An Interference-Aware Virtual Clustering Paradigm for Resource Management in Cognitive Femtocell Networks

TL;DR

This paper introduces a virtual clustering approach for femtocell networks that reduces interference and complexity by logically grouping femtocell access points and dynamically adapting to network changes, improving performance in dense deployments.

Contribution

The paper proposes a novel generalized virtual cluster femtocell (GVCF) architecture that effectively manages interference and reduces system complexity in uncoordinated femtocell deployments.

Findings

GVCF significantly reduces interference in dense femtocell scenarios.

Dynamic adaptation of clusters improves network QoS.

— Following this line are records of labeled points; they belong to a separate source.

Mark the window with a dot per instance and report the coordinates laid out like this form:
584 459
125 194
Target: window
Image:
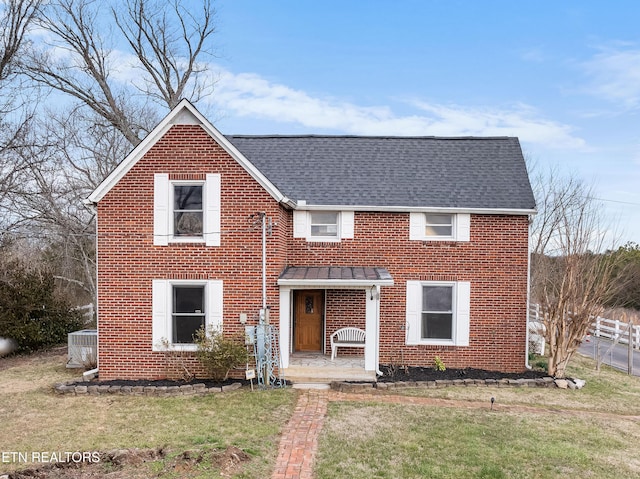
438 313
188 215
324 224
439 226
188 313
180 308
186 211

Simulation confirms superior performance of GVCF over existing methods.

Abstract

Femtocells represent a promising alternative solution for high quality wireless access in indoor scenarios where conventional cellular system coverage can be poor. Femtocell access points (FAP) are normally randomly deployed by the end user, so only post deployment network planning is possible. Furthermore, this uncoordinated deployment creates the potential for severe interference to co-located femtocells, especially in dense deployments. This paper presents a new femtocell network architecture using a generalized virtual cluster femtocell (GVCF) paradigm, which groups together FAP, which are allocated to the same femtocell gateway (FGW), into logical clusters. This guarantees severely interfering and overlapping femtocells are assigned to different clusters, and since each cluster operates on a different band of frequencies, the corresponding virtual cluster controller only has to manage its own FAP members, so the overall system complexity is low. The performance of the GVCF algorithm is analysed from both a resource availability and cluster number perspective, and a novel strategy is proposed for dynamically adapting these to network environment changes, while upholding quality-of-service requirements. Simulation results conclusively corroborate the superior performance of the GVCF model in interference mitigation, particularly in high density FAP scenarios.